Mandarin Learning Center
- Established: 1992
- Affiliation: Chinese Culture University
- Students: approx. 1000
- Location: Daan, Taipei, Taiwan
- Website: mlc.sce.pccu.edu.tw/default.aspx

= Mandarin Learning Center =

School of Taipei's Chinese Culture University

The Chinese Culture University Mandarin Learning Center (CCU MLC; 中國文化大學華語中心) is a sub-division of Chinese Culture University, the largest institute of continuing education in Taiwan. The MLC is one of several satellite campuses of Chinese Culture University, located in the Daan District of Taipei City, with an enrollment of over 1000 foreign students in its Mandarin training program every year.

==Background==
Founded in 1992, SCE’s Mandarin Learning Center has earned a reputation for being a top-notch Mandarin-offering institution. The Mandarin Learning Center of the Chinese Culture University offers practical Mandarin courses to international students, with new courses starting every month, allowing for flexibility in scheduling. Courses are constantly updated, and are designed by language professionals so as to create an active interest for beginner to advanced levels, from children to adult learners, to working professionals and those interested in seeking a career in Teaching Chinese as a second language (TCSL).

The Mandarin Learning Center is known primarily for its teachers, cheaper tuition fees, flexible class starting dates, and newer facilities.

==Location==
MLC is located at the corner of the Heping East Rd Sec 2 and Jianguo South Rd Sec 2 Intersection, running adjacent to Daan Forest Park.

==Transportation==
The Mandarin Learning Center is accessible via Guting MRT station (Green line), Taipower Building Station (Green line), or the Technology Building MRT station (Brown line), within an estimated 15–20 minutes walking distance.

By Bus: Numbers 15, 74, 235, 284, Heping Main Line - at the Andong Market stop

==Facilities==
A Digital Learning Center with computer lab, library, study area, movie viewing room, conferencing rooms located in B4 of the center, and a print and copy shop, and cafe on the first floor. Free WiFi is also available.

==Curriculum==
Courses are taught using both Zhuyin Fuhao and Hanyu Pinyin phonetic systems. Students may request a teacher with particular bilingual skills (Chinese-English, Chinese-Japanese, Chinese-Korean). Currently, 3 hours a day, 15 hours a week, Monday–Friday is the standard requisite for group classes in addition to an hour long weekly TOP (Test of Proficiency-Huayu) practice exam.

Most recently MLC has also begun to expand its course curriculum by offering Taiwan's premier classes for HSK preparation (Hanyu Shuiping Kaoshi).

Both long-term and short-term study programs are available.
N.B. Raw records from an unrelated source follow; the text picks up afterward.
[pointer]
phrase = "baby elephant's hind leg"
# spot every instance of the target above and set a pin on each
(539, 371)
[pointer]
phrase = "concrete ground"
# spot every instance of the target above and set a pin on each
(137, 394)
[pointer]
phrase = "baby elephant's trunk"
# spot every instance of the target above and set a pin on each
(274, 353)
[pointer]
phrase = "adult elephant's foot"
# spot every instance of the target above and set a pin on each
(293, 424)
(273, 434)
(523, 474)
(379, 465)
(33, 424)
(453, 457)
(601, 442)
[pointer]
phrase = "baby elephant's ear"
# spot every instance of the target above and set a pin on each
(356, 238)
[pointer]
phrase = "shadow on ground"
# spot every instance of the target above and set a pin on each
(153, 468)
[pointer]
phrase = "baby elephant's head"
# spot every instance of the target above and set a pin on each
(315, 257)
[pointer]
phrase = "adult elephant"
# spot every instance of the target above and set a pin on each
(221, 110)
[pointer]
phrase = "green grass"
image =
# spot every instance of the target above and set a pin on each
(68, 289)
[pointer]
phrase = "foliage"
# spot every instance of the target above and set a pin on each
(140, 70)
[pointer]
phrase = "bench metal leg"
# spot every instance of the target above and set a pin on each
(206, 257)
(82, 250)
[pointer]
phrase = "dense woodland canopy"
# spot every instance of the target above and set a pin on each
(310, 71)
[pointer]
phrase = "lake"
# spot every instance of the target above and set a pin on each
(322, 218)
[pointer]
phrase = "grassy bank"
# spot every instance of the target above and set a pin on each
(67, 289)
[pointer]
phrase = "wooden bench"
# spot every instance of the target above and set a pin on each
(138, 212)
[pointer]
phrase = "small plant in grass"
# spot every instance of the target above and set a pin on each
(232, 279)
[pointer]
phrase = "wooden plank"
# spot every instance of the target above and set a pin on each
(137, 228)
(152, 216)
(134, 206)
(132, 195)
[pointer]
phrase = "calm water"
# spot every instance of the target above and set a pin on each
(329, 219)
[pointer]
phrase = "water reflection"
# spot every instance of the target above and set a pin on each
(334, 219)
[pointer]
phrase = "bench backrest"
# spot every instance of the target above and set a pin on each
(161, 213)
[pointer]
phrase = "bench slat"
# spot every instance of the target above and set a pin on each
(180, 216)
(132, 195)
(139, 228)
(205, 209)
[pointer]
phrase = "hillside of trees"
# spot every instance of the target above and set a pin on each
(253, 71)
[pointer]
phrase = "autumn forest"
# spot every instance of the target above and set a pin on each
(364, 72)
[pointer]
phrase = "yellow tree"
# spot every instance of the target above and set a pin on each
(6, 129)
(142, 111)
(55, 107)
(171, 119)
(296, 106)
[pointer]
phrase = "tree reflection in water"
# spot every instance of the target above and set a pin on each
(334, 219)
==Course Teaching Materials==
Regular classes have traditionally used the same textbooks as those used at National Taiwan Normal University's Mandarin Training Center. However, under new administration and direction, the Mandarin Learning Center has recently begun to offer a multitude of new courses covering such topics such as Chinese movies, Chinese songs, Travel, Hanyu Shuiping Kaoshi test preparation, etc.

==Scholarships==
Currently MLC does not offer its own scholarships to students. Previously, students could take a bi-annually held exam to qualify for a 6-month per month scholarship. However, students may still apply for government scholarships.

==Volunteer Services==
MLC offers an office volunteer service for its students. Students who are not comfortable communicating in Chinese may come to the office to speak directly with a volunteer in their own language. Support is available for English, Japanese, Korean, and Vietnamese.